Search Engines for Reconnaissance

Search engines have evolved far beyond simple web page indexing. Modern search engines—both traditional web search and specialized cybersecurity-focused platforms—provide powerful reconnaissance capabilities for discovering vulnerable devices, exposed data, network infrastructure, and sensitive information. This lecture explores how attackers and security professionals leverage search engines to map attack surfaces and identify security weaknesses without directly interacting with target systems.

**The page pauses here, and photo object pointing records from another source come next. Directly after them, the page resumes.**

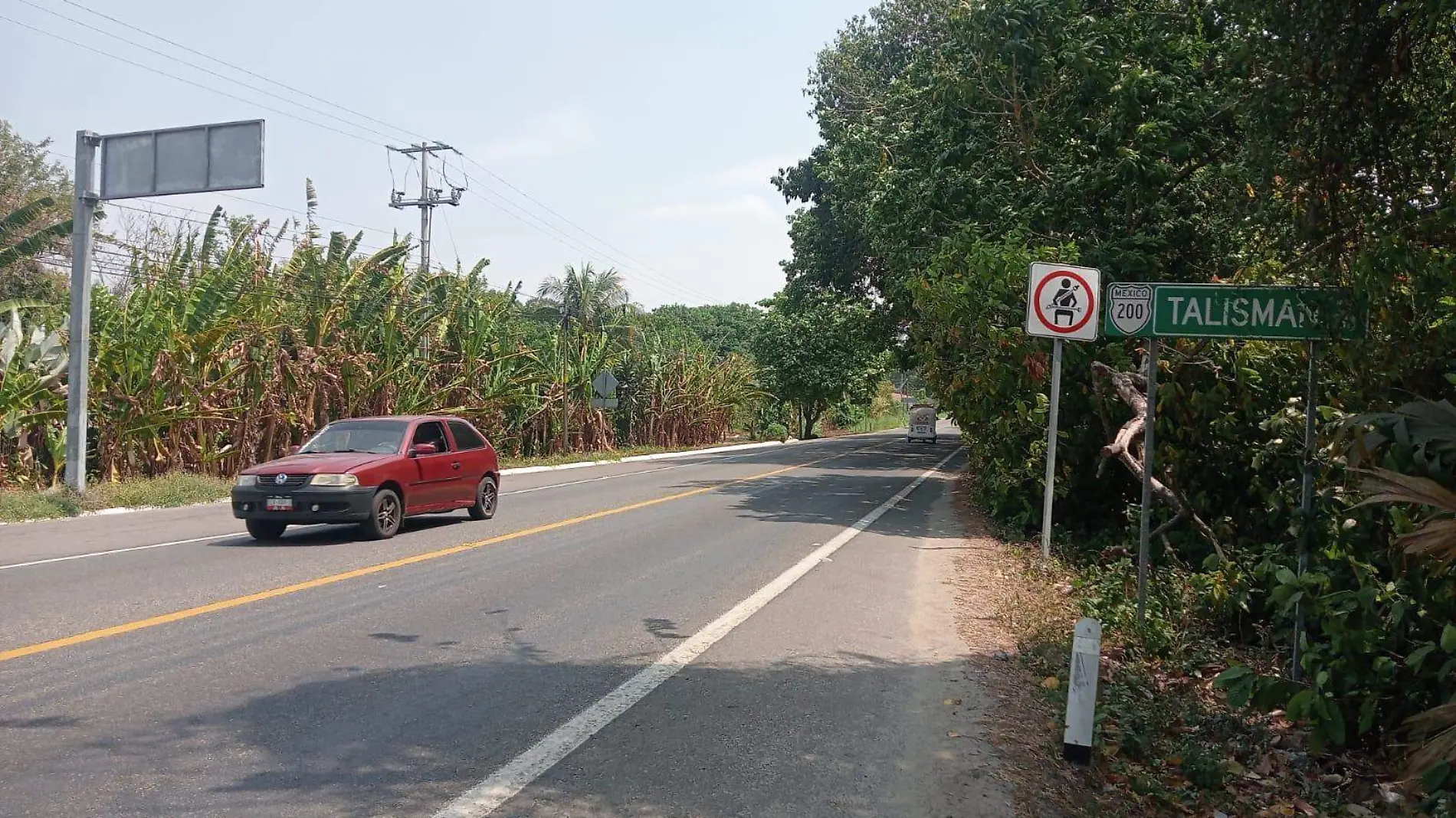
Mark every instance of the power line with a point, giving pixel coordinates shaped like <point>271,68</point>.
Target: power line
<point>194,66</point>
<point>580,229</point>
<point>184,80</point>
<point>236,67</point>
<point>648,273</point>
<point>542,226</point>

Traditional Search Engines for Reconnaissance

Google Dorking (Google Hacking)

Definition: Using advanced Google search operators to find security-related information, vulnerabilities, and sensitive data indexed by Google's web crawlers.

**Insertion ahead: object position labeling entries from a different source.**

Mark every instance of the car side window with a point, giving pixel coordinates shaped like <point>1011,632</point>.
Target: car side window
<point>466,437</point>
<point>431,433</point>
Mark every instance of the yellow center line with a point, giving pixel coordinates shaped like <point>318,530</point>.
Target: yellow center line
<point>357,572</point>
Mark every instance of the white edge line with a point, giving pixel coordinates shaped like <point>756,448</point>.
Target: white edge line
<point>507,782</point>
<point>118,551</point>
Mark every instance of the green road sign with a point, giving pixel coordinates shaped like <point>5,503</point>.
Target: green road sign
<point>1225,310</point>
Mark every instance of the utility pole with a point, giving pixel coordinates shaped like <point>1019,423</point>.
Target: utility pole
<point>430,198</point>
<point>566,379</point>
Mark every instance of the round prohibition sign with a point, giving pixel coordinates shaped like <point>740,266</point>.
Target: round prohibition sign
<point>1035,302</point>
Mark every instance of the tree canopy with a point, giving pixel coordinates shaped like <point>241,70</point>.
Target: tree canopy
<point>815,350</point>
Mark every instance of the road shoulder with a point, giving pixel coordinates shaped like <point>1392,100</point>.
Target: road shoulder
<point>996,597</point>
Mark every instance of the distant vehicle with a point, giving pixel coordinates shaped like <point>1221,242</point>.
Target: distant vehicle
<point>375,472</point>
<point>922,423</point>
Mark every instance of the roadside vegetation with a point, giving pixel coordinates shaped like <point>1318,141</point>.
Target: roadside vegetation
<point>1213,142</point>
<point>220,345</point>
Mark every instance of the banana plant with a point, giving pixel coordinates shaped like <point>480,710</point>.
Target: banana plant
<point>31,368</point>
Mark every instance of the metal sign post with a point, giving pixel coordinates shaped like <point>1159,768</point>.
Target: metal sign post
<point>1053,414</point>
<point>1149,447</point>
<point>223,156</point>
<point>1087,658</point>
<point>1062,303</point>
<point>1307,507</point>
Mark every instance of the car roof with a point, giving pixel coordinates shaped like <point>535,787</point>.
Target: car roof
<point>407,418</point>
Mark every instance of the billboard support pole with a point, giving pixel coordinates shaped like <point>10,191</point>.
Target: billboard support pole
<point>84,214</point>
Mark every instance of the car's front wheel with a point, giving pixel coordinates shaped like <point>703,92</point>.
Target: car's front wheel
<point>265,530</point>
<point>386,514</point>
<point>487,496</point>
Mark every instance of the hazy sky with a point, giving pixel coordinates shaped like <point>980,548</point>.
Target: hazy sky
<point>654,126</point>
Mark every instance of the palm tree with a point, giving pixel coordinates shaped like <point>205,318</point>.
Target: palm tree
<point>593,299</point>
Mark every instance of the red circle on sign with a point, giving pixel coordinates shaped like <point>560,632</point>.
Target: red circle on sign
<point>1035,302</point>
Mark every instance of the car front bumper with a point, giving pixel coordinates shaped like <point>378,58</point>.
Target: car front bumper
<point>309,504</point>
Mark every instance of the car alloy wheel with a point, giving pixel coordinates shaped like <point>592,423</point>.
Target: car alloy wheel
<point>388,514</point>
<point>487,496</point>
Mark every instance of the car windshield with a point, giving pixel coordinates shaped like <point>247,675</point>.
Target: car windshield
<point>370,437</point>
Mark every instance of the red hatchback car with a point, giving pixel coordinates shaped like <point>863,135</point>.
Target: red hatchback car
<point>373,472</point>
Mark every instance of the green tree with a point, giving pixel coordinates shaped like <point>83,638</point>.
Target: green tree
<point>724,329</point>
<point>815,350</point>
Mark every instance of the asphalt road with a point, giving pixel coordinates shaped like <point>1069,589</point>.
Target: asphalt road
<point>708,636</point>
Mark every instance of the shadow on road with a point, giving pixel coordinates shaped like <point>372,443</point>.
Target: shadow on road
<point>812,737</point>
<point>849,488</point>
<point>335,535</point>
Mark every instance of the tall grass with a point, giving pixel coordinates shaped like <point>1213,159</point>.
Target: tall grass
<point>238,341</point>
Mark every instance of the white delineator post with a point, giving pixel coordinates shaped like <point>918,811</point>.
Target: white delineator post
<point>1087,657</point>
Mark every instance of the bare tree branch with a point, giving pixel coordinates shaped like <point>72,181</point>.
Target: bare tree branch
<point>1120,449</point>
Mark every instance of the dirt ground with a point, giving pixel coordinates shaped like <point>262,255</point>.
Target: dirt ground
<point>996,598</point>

Why It Works: Organizations often unintentionally expose sensitive information on public-facing web servers. Google's aggressive crawling indexes this data, making it searchable through specific query operators.

Google Search Operators

Basic Operators

site: - Limit results to specific domain

site:example.com
site:example.com -www
site:*.example.com

filetype: or ext: - Search for specific file types

site:example.com filetype:pdf
site:example.com ext:xls
site:example.com (filetype:doc OR filetype:pdf OR filetype:xls)

inurl: - Search for terms in URL

inurl:admin
inurl:login
inurl:config
site:example.com inurl:admin

intitle: - Search for terms in page title

intitle:"index of"
intitle:"dashboard" inurl:admin
intitle:"Apache Status" "Apache Server Status for"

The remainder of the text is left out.